Let's see. We have FDM 3D printing, the most common technique, which pushes plastic filament through a super-hot extruder in order to build objects drop by drop.
We also have SLA, where a tank of resin is bombarded with ultraviolet light, and cured until it becomes solid. This technology literally grows objects out of resin.
There's also laser sintering, mostly used for metal. A powder is subjected to a high-temperature laser, melted and added to the object being created.
The new technology from the Beijing Key Laboratory of CryoBiomedical Engineering is called liquid phase 3D printing and is intended to quickly manufacture conductive metal objects.
The liquid phase 3D printing technology
The Beijing Key Laboratory of CryoBiomedical Engineering is part of the Technical Institute of Physics and Chemistry at the Chinese Academy of Sciences.
A team of researchers there developed a type of 3D printing which uses ink (term loosely used) made of a metal alloy whose melting point is only a bit above room temperature. Pretty much like some kinds of chocolate we know, now that we think about it.
A four-element alloy called Bi35In48.6Sn16Zn0.4 turned out to be the key, although they had to make sure their printing technique measured up too. They had to prevent the ink from oxidizing, for one thing, which is a common issue in air cooling during conventional 3D printing of metal “inks.”

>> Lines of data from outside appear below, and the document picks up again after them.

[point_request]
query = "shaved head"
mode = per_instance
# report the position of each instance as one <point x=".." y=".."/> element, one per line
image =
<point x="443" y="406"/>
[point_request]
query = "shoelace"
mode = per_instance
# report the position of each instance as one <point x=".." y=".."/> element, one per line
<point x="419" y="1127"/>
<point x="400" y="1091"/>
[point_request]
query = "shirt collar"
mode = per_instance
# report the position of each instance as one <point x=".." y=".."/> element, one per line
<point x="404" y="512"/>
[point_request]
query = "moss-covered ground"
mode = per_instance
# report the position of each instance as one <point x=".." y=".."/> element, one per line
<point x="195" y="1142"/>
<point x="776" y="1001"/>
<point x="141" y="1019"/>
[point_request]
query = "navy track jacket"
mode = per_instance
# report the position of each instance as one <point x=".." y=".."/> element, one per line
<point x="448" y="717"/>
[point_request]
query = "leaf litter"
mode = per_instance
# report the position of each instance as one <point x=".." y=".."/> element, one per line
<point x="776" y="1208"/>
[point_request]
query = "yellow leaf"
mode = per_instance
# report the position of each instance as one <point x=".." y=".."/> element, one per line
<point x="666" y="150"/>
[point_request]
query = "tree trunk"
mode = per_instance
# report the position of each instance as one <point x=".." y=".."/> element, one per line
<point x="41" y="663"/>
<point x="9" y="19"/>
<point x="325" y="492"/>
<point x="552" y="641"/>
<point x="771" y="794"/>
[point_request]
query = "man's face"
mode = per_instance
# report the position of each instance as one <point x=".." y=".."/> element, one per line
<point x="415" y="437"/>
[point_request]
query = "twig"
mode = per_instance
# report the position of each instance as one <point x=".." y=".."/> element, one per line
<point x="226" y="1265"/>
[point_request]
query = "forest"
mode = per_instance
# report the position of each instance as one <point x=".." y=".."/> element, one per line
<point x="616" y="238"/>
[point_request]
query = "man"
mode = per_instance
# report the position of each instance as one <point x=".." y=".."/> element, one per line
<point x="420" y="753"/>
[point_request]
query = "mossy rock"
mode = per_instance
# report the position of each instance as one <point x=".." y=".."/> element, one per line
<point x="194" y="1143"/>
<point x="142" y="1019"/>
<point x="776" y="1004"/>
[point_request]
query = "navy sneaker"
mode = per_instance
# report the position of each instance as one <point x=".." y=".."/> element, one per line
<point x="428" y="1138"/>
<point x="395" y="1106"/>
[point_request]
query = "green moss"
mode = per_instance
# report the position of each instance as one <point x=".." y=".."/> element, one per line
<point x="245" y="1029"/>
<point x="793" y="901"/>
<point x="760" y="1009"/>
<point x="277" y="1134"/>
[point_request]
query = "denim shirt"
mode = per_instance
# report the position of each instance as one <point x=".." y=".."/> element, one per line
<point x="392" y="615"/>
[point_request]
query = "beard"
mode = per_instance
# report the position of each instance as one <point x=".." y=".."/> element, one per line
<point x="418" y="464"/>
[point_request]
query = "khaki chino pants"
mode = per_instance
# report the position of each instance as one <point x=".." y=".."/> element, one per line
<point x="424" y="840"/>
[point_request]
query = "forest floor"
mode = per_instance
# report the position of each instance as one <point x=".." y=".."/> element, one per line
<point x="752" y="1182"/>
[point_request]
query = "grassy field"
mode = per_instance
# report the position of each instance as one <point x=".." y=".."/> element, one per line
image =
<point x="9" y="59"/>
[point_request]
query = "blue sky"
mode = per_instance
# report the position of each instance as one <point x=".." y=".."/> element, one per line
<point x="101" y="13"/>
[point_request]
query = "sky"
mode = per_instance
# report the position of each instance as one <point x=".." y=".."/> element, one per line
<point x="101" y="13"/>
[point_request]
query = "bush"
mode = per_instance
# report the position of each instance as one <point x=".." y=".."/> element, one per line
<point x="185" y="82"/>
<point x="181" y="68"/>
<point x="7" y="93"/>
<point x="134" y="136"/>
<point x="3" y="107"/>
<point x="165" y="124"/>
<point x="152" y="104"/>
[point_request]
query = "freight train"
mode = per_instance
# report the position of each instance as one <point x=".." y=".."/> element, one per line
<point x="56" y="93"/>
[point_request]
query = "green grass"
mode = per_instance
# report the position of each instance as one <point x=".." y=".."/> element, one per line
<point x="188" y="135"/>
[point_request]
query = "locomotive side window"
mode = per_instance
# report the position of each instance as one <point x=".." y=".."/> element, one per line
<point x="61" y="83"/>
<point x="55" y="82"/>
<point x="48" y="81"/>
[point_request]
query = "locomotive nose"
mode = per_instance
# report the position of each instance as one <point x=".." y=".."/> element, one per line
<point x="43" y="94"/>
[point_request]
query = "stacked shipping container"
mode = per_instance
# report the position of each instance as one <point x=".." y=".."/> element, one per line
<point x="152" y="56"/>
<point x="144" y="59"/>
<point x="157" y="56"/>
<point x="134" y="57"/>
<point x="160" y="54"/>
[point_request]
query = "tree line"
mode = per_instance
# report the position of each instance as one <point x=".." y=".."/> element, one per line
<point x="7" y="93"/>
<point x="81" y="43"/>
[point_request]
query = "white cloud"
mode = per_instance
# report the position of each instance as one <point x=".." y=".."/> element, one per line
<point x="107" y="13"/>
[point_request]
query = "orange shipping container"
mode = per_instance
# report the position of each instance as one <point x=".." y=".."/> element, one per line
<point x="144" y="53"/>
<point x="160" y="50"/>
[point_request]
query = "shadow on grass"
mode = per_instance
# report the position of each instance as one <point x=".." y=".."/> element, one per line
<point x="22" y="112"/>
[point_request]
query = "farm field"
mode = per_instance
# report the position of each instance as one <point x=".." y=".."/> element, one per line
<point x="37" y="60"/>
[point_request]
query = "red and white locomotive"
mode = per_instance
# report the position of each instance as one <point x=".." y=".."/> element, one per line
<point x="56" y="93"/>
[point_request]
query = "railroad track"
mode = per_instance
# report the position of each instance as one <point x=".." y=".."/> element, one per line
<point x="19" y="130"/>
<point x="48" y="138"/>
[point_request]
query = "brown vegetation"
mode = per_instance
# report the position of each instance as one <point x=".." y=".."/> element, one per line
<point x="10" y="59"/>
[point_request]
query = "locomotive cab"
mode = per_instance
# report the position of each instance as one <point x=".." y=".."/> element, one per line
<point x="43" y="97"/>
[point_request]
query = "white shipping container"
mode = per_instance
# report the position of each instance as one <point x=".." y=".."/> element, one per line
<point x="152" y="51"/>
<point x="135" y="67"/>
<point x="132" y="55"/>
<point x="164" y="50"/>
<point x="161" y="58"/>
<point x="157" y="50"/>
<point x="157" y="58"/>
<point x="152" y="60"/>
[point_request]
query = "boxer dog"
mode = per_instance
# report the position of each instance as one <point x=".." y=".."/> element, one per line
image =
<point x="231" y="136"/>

The object first has to be designed in CAD software, then converted to an STL file (STereoLithography file). That done, the file is imported to an open source software program that slices it horizontally, then generates tool paths for the resulting layers.
After that, all that's left is for the ink to be dropped into a liquid phase cooling fluid through an injection needle. The final quality hinges on the properties of the printing ink (gallium, bismuth or indium based, or a mixture of them and nanoparticles).
Interestingly enough, there are clear advantages to the new technology: manufacturing speed, greater ease in producing 3D structures, flexible control of the temperature field and flow field of the cooling fluid (water, ethanol or something else), etc. You can even print 3D rotating bodies and 3D electromechanical systems.
In fact, you can even alternate conductive liquid metals with plastic to form 3D devices with supporting structures and electric circuits inside. 
The flexibility of the technology
Any metal with a low cooling point (less than 300°C / 572 °F) can be selected for the printing ink, as long as the alloy is made with the materials mentioned before (gallium, bismuth, or indium) and an appropriate cooling liquid is available.